077 - Emballage cadeau (1971) by San-Antonio

077 - Emballage cadeau (1971) by San-Antonio

Auteur:San-Antonio [San-Antonio]
La langue: fra
Format: epub
Tags: San-A
Publié: 0101-01-01T00:00:00+00:00


9

C’est pas un loquace, Beulmann.

Pour pouvoir engager la conversation avec lui, faudrait un gros maillet de bois et mettre de la vaseline autour. Je contemple les deux passagers de l’arrière. Couple singulier...

Ann Farragus, grave, d’une distinction presque européenne, silencieuse. Réprouvant visiblement cette présence qui lui est imposée par son prudent mari.

Beulmann, énorme, dont les fringues semblent prêtes à craquer de toute part, respirant fort, suant beaucoup, puant de même, il chlingue la chaussette inchangée, la transpiration de rouquin (bien qu’il soit plutôt brun).
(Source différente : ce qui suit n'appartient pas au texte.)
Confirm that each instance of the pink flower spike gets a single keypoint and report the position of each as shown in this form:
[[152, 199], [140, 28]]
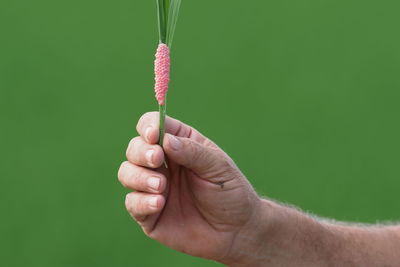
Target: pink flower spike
[[162, 71]]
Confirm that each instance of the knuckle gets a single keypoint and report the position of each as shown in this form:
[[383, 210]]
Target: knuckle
[[132, 146], [128, 202], [121, 171], [143, 119], [226, 163]]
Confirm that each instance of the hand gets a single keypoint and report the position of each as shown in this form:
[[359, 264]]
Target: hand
[[199, 203]]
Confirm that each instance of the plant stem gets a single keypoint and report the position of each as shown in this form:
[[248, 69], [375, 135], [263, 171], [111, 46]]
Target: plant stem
[[163, 112]]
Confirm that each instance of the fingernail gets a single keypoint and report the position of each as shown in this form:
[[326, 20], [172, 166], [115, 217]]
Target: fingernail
[[153, 202], [149, 156], [154, 183], [127, 200], [174, 142], [147, 133]]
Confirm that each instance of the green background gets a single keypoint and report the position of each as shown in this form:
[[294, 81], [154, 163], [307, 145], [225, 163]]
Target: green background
[[304, 95]]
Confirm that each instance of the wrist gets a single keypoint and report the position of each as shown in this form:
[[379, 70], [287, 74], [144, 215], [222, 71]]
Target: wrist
[[247, 248], [278, 235]]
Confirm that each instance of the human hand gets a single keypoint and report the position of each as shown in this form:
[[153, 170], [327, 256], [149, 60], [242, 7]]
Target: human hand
[[197, 205]]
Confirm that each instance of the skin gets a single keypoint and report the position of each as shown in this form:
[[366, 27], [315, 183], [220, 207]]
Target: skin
[[202, 205]]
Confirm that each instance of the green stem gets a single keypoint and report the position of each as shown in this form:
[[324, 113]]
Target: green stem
[[163, 113]]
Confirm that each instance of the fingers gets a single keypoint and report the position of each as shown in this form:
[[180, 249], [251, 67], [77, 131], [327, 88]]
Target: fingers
[[143, 154], [203, 160], [148, 128], [141, 179], [140, 205]]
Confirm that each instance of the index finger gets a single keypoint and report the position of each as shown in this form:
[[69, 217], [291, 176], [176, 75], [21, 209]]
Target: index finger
[[148, 128]]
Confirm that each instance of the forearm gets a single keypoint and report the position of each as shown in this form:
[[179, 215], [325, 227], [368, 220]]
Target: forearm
[[283, 236]]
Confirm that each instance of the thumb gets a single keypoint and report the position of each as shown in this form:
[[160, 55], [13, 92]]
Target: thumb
[[203, 160]]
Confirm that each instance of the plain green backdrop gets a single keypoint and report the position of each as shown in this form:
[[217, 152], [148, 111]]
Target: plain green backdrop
[[304, 95]]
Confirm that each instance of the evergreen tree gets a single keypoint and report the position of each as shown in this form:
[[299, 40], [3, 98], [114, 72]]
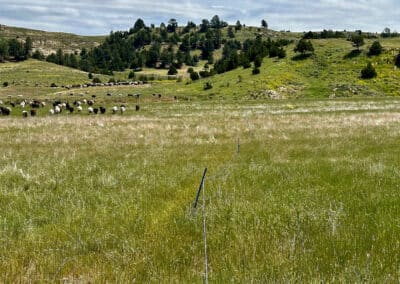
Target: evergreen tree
[[375, 49], [238, 26], [3, 50], [368, 72], [264, 24], [357, 40], [304, 46], [28, 47], [172, 70], [397, 60]]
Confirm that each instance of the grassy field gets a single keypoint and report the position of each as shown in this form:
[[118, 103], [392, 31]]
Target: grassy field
[[312, 196]]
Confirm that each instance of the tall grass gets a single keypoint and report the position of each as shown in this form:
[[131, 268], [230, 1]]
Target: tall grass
[[312, 196]]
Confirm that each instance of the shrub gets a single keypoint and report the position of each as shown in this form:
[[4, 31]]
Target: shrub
[[397, 60], [375, 49], [172, 70], [368, 72], [256, 71], [281, 53], [207, 86], [257, 61], [194, 76]]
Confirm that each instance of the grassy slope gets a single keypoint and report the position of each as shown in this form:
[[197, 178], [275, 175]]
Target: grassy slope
[[322, 75], [318, 76], [49, 42], [312, 197]]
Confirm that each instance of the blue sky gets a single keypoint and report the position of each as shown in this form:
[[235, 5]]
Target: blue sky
[[90, 17]]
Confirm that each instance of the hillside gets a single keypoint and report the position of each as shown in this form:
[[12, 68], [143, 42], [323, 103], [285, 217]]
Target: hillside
[[49, 42], [326, 74]]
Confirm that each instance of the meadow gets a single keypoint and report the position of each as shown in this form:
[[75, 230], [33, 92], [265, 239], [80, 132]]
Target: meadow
[[312, 195]]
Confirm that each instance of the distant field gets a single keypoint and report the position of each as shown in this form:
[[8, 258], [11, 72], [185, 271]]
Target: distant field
[[326, 74], [49, 42], [313, 195]]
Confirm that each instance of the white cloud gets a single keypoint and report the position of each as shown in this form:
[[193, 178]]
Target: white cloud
[[95, 17]]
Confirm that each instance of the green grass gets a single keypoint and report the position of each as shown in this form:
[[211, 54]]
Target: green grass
[[49, 42], [312, 196]]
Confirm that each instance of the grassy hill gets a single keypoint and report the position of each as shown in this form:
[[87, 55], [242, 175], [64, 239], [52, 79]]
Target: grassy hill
[[312, 195], [49, 42], [326, 74]]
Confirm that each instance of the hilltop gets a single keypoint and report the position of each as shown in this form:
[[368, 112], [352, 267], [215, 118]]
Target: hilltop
[[48, 42]]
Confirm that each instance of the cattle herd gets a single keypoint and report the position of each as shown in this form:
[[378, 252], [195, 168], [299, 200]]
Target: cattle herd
[[30, 107]]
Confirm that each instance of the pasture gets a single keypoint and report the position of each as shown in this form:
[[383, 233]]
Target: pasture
[[312, 196]]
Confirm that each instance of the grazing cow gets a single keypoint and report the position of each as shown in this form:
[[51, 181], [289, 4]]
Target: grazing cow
[[35, 104], [57, 109], [122, 109], [5, 111]]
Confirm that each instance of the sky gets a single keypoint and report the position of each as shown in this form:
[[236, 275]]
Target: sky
[[90, 17]]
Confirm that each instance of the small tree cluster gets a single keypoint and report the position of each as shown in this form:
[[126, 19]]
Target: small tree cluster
[[304, 46], [375, 49], [368, 72], [14, 49]]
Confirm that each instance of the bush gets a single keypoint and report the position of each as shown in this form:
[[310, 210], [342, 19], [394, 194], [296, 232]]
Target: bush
[[368, 72], [375, 49], [96, 80], [194, 76], [172, 70], [204, 74], [256, 71], [281, 53], [207, 86], [397, 60]]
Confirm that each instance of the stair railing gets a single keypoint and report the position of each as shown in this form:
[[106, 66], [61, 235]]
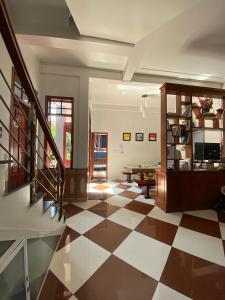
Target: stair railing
[[44, 168]]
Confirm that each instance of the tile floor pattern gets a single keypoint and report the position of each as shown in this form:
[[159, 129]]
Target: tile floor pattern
[[119, 246]]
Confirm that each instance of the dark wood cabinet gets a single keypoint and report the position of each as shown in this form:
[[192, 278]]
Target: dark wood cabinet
[[192, 187]]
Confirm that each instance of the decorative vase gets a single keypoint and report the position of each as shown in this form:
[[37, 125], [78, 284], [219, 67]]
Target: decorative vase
[[196, 110]]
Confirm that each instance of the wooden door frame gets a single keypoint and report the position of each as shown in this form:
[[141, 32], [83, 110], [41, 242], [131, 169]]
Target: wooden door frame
[[65, 126], [91, 153], [71, 100]]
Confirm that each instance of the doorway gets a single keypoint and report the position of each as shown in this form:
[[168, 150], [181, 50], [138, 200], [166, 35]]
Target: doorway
[[99, 155]]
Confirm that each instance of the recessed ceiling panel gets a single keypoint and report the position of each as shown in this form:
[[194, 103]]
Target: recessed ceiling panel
[[124, 20]]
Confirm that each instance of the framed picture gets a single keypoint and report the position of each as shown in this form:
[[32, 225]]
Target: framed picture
[[152, 137], [126, 136], [139, 137]]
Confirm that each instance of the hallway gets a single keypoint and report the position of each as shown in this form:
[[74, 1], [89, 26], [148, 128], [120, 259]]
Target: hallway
[[123, 247]]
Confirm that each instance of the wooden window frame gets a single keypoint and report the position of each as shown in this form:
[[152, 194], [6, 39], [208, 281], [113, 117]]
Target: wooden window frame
[[62, 99]]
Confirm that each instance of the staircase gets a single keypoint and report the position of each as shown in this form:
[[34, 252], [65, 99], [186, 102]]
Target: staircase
[[31, 181]]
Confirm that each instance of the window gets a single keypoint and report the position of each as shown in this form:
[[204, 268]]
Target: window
[[60, 119]]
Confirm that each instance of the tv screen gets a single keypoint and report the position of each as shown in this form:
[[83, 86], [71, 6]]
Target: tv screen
[[207, 151]]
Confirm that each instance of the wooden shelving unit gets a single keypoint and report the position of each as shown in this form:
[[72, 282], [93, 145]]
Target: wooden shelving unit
[[180, 184]]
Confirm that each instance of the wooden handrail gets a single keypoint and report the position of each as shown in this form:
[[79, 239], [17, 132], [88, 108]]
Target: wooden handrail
[[18, 61]]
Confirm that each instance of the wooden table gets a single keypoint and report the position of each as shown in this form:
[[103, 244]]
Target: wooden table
[[140, 170], [146, 183]]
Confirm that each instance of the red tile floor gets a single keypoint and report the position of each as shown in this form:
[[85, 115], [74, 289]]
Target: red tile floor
[[120, 246]]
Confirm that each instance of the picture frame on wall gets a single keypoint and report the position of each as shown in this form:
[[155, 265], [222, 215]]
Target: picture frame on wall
[[139, 137], [126, 136], [152, 137]]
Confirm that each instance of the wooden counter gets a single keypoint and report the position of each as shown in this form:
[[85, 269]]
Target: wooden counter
[[188, 190]]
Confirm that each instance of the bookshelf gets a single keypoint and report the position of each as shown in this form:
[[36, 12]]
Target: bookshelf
[[185, 182]]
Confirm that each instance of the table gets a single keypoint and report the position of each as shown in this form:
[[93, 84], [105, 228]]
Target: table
[[141, 169]]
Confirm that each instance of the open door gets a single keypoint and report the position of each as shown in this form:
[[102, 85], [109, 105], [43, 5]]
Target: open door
[[18, 147], [67, 147], [98, 155]]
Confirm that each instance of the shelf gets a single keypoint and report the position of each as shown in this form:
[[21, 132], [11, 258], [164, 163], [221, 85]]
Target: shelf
[[8, 161], [185, 103], [176, 159]]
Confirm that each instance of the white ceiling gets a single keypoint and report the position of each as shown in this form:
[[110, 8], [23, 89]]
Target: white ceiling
[[112, 92], [76, 52], [126, 20], [177, 38]]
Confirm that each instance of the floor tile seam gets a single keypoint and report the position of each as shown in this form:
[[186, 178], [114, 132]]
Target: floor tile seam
[[198, 257], [205, 234]]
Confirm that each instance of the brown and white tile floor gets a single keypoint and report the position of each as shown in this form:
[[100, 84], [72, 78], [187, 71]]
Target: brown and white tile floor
[[119, 246]]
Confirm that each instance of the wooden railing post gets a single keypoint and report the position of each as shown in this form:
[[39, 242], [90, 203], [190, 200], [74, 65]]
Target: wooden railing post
[[32, 150]]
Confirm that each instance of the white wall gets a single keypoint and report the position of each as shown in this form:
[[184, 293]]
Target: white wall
[[121, 153], [59, 85], [6, 67]]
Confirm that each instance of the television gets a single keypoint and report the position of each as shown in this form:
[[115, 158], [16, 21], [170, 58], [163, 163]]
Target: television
[[207, 151]]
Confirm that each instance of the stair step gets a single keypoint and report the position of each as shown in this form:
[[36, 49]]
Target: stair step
[[38, 196]]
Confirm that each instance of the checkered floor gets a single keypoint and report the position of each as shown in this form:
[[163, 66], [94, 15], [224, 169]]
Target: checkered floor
[[119, 246]]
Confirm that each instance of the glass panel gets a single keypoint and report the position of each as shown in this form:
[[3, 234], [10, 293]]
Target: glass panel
[[55, 107], [4, 246], [66, 111], [40, 252], [24, 97], [17, 91], [12, 279]]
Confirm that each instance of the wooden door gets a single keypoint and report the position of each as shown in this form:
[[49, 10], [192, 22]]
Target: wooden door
[[67, 145], [17, 175], [92, 159]]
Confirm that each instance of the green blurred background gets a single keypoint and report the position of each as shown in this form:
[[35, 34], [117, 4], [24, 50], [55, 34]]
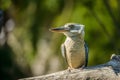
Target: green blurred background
[[30, 49]]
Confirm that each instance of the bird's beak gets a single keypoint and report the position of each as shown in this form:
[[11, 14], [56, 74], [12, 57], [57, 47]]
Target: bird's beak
[[60, 29]]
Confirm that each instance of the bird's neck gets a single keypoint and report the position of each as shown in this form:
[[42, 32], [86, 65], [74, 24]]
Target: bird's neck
[[76, 38]]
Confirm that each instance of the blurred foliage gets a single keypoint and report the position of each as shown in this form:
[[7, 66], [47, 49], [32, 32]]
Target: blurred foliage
[[31, 49]]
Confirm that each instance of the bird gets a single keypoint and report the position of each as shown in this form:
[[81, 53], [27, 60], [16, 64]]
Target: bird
[[74, 49]]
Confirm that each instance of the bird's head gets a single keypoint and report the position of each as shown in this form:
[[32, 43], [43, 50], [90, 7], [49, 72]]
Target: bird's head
[[70, 29]]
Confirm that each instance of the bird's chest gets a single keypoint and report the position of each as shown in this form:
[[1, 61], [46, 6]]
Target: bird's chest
[[75, 52], [74, 46]]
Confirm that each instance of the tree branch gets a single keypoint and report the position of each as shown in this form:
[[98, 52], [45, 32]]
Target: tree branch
[[107, 71]]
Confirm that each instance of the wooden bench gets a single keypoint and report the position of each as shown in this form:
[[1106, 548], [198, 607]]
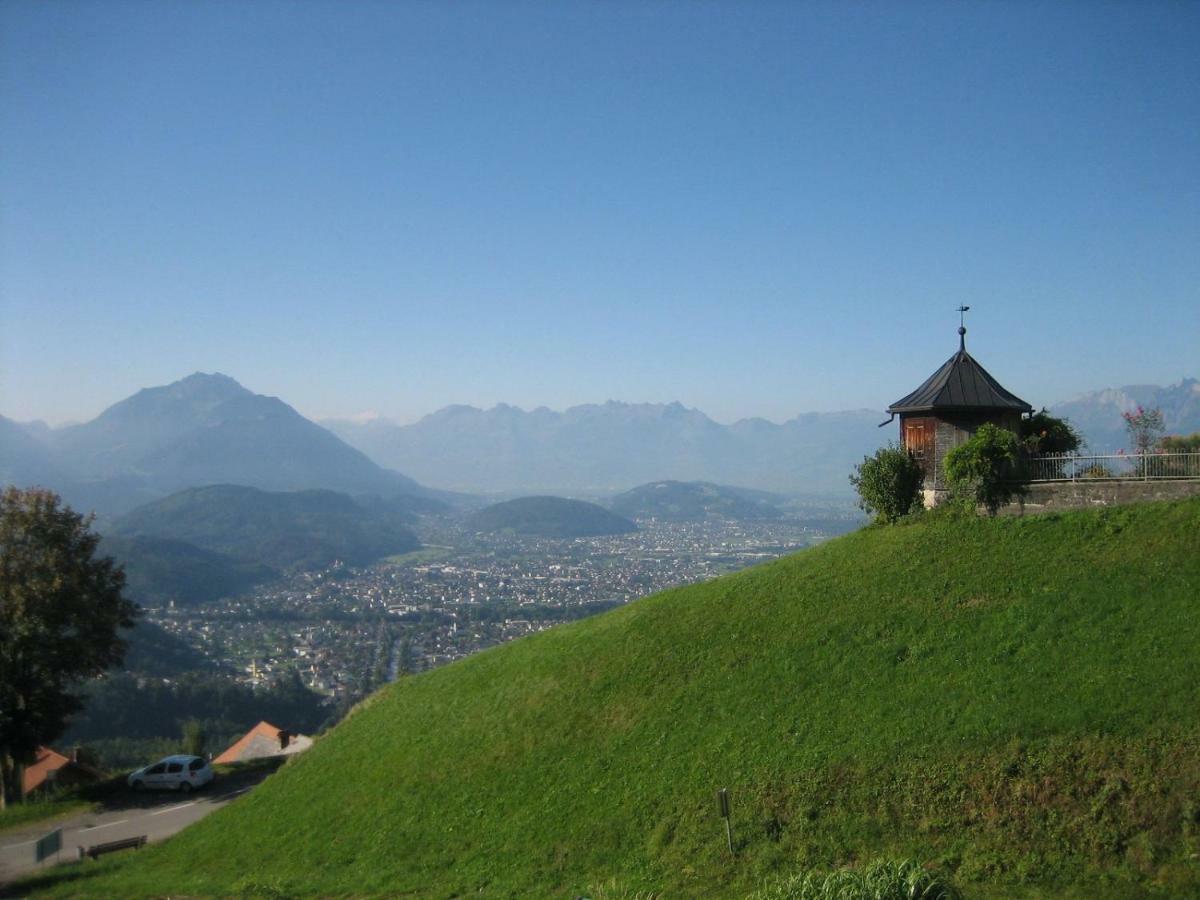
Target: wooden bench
[[99, 850]]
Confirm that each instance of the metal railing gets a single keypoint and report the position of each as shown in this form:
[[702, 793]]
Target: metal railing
[[1113, 467]]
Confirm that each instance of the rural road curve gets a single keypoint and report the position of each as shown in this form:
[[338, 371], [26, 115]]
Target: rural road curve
[[155, 815]]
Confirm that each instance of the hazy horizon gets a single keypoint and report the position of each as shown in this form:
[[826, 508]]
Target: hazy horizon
[[364, 417], [754, 210]]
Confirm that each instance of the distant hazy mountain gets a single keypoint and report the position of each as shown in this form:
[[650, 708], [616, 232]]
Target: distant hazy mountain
[[24, 460], [205, 429], [550, 517], [282, 531], [693, 501], [1098, 414], [611, 447]]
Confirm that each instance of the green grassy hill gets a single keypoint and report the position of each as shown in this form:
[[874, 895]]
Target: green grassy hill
[[1013, 701]]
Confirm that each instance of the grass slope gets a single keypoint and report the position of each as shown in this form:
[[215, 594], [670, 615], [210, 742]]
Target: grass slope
[[1013, 700]]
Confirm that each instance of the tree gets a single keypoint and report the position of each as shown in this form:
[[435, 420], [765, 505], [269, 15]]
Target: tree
[[984, 468], [60, 612], [1145, 427], [888, 484], [195, 737]]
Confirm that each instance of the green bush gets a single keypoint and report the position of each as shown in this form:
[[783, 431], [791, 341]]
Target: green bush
[[1043, 433], [880, 880], [984, 469], [888, 484]]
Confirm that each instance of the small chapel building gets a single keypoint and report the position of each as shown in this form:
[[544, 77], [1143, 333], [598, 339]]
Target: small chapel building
[[948, 408]]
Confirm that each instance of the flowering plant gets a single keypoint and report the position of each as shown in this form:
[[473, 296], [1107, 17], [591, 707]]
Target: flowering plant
[[1145, 427]]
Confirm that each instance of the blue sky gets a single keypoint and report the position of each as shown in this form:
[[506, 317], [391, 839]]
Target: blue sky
[[756, 209]]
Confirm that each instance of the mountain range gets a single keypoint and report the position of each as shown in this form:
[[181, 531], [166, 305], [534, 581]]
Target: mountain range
[[601, 449], [203, 430], [207, 429], [1097, 415]]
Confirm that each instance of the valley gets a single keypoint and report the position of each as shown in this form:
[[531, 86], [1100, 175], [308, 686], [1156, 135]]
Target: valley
[[348, 629]]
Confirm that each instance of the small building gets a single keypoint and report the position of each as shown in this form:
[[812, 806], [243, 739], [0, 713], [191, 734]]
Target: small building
[[264, 739], [948, 408], [53, 769]]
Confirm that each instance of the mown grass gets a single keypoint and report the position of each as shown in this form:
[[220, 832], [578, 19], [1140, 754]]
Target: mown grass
[[1009, 701], [31, 811]]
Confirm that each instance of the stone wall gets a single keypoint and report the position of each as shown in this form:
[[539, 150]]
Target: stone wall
[[1084, 495]]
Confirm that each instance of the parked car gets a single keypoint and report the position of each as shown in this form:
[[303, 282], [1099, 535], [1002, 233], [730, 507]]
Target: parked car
[[175, 773]]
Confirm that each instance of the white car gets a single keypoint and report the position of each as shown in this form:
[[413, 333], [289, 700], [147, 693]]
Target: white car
[[175, 773]]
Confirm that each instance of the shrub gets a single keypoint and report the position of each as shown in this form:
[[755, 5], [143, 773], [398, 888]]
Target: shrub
[[1145, 427], [1043, 433], [880, 880], [984, 468], [888, 484]]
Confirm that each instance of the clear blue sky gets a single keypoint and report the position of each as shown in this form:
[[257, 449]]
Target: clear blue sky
[[755, 209]]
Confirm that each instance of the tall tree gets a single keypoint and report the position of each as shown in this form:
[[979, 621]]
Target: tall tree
[[61, 611]]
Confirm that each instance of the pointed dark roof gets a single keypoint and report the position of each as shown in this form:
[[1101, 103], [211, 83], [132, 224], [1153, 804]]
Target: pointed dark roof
[[960, 383]]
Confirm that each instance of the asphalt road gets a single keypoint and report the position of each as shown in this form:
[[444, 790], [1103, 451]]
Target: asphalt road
[[156, 815]]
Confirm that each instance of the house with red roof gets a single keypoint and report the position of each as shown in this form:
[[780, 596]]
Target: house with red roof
[[263, 741]]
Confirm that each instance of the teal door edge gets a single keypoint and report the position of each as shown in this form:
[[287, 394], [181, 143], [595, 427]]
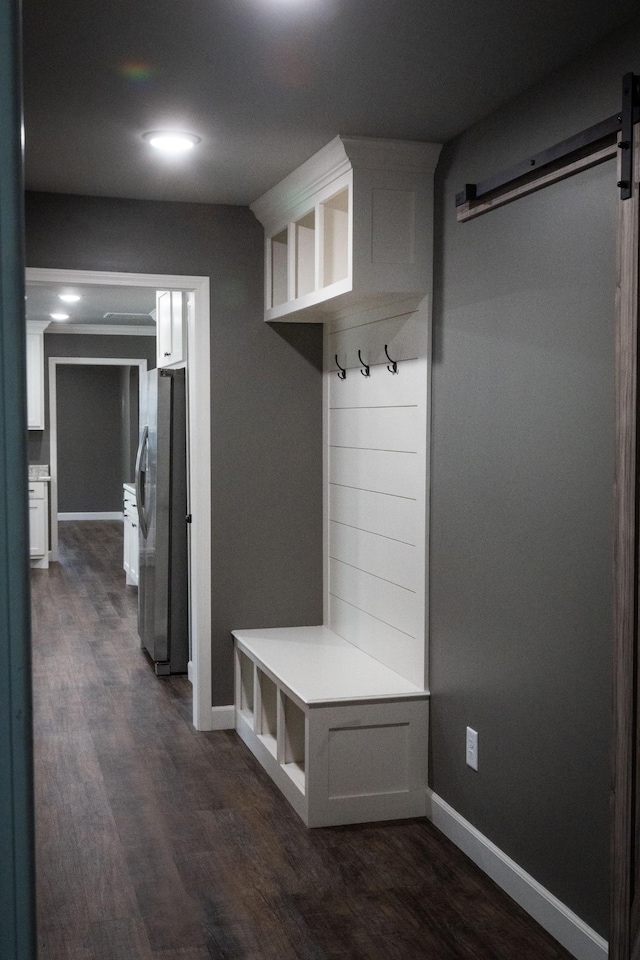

Il a l’air de penser qu’il devrait essayer de penser. Ça lui occasionne du souci sur la frite, autour des yeux. Y'a du doute chez ce mec, à l’encontre de Béru qui, lui, flotte dans des plénitudes et des sérénités. Il appartient à la race préoccupante du con tourmenté.

— Vous êtes toujours flanqué d’un gorille, lorsque vous vous déplacez, chère madame Farragus ? je demande.

Elle ne répond rien, mais Beulmann pousse un léger barrissement et lève sa grosse pogne pour une mendale.

Sa patronne lui retient le bras. A mon côté, le chauffeur s’efforce de sourire avec discrétion. Seulement il est duraille à un Noir de camoufler ses rires. Dès qu’il découvre ses ratiches, tout de suite c’est l’éblouissement. On est obligé de chausser des lunettes de soleil.

— Un des inconvénients de la fortune, c’est qu’il faut la faire garder, ajouté-je. Cette perspective me console de ne pas être riche. Je vivrais difficilement avec des sentinelles et je suis tellement linotte que j’oublierais la combinaison de mes coffres...

— Je ne suis pas riche, rétorque Ann. C’est mon mari qui l’est. J’ai passé la plus grande partie de ma vie dans une aisance très relative...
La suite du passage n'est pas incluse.